Michigan is, well, back to the drawing board, although what exactly can be drawn up is anyone’s guess. The Wolverines can’t beat Ohio State and haven’t won the Big Ten since 2004. They are 9-3 again, and while Harbaugh has returned the team to respectability (it’s at least back to beating MSU with some regularity), he remains a mile behind the Buckeyes.

Ohio State has better players, a better system ... a better everything, really, other than perhaps the fight song and helmets (a matter of personal taste).

It’s been that way for awhile, but when Urban Meyer arrived in 2012, he established the closest thing he could to an SEC program in the Midwest. He demanded Ohio State competed outside the region … in recruiting, in development, in chasing championships.

Ryan Day is in his first year in Columbus, but thus far he’s shown no sign of letting up. He’s 15-0 as a head coach, including 12-0 this year.

Day, 40, looks like Ohio State’s next great coach. Michigan’s best hope is that it’s somehow all a mirage. It’s happened before. Larry Coker took over a Miami juggernaut in 2001 and started his career 24-0 with a national title. He was fired four years later as the program sagged. Mark Helfrich replaced Chip Kelly in Oregon in 2013, started 24-3 and was in the national title game. He was canned two years later as the Ducks went 4-8.

Ohio State running back J.K. Dobbins (2) darts past Michigan's Daxton Hill during the first quarter on Saturday. (Leon Halip/Getty Images)
Ohio State running back J.K. Dobbins (2) darts past Michigan's Daxton Hill during the first quarter on Saturday. (Leon Halip/Getty Images)

Banking on Day not being as good as he looks isn’t much of a plan, but nothing else has worked for Michigan.

Harbaugh does well in recruiting, well enough to beat most of the Big Ten. He doesn’t, or can’t, do it as well as Ohio State though. Since his arrival, Michigan has run satellite camps from Alabama to Australia. It’s run spring practice at IMG Academy in Florida. It’s taken overseas trips to Europe.
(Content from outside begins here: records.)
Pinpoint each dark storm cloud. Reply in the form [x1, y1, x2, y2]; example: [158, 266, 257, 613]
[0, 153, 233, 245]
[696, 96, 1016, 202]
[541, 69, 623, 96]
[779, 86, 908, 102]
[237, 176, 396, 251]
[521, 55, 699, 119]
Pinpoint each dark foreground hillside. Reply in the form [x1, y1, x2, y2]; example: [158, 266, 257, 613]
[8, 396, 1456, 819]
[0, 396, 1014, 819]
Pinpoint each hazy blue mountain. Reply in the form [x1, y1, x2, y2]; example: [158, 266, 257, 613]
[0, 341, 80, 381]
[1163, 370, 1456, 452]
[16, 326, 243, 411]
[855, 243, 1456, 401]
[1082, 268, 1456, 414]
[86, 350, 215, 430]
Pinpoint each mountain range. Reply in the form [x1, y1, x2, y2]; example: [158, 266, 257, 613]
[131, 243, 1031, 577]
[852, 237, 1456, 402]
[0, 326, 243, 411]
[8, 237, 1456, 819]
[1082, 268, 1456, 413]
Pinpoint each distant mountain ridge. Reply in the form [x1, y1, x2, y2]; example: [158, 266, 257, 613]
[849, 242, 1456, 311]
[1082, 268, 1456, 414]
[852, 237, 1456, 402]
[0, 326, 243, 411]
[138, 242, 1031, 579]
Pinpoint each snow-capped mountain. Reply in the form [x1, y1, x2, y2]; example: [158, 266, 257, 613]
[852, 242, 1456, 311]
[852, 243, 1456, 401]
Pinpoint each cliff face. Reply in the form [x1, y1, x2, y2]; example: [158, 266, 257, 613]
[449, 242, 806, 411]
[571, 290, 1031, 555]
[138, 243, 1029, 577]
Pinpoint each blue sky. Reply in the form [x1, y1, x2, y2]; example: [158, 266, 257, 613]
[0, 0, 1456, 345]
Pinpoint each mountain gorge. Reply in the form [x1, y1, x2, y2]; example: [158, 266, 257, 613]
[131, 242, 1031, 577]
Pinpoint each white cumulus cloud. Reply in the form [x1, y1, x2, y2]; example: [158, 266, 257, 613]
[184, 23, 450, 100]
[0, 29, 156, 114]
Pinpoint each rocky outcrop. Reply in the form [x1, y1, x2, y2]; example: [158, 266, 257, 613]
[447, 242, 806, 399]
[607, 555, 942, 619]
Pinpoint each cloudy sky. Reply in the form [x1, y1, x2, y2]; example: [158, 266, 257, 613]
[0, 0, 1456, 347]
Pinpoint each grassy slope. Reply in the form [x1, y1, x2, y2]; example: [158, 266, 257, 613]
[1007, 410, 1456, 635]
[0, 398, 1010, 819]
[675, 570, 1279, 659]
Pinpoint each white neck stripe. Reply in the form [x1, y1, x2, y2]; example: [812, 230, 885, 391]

Yet even with a famous Super Bowl coach and longtime NFL quarterback at the helm, it’s signed half as many Rivals.com five-star recruits (14-7) as Ohio State. As for the class of 2020, Day has two five-stars committed. Michigan has none. Harbaugh is trying everything. The Buckeyes keep doing more.

On Saturday, the Wolverines even did some things well. They mostly neutralized Chase Young, Ohio State’s great defensive end (and former five-star recruit). They moved the ball and got strong play from quarterback Shea Patterson.

They still got destroyed, in part because of dumb penalties and unforced errors, but mostly because the Buckeyes are just way, way better. Ohio State has scored 118 points the last two years.

This means more in Ohio. It just does. There is one major program in the state. Columbus is an NFL-sized market (2.1 million people) with no NFL team. The Buckeyes, and this rivalry, are ingrained into everything.

During Cleveland Cavalier games, the video board tries to get home fans to boo opposing free throws by showing a Michigan symbol. The converse would never occur in Detroit. For years, Ohio’s Gov. John Kasich would annually decree a “Scarlet Letter Saturday” that encouraged Ohioans to avoid the use of the letter “M.” Another time he tried to ban khakis, Harbuagh’s favorite fashion.

There’s no similar political response in Michigan.

As the years slip further and further from the Bo Schembechler days, let alone the Lloyd Carr ones, the gap just becomes more obvious. Michigan isn’t going to fire Harbaugh. He’s doing an adequate job for what the program wants.

Beating Ohio State seems like too big a hurdle to demand he clear.

It’d be nice and all, but nails generally don’t do well against well-struck hammers, and Ohio State sure is swinging it these days.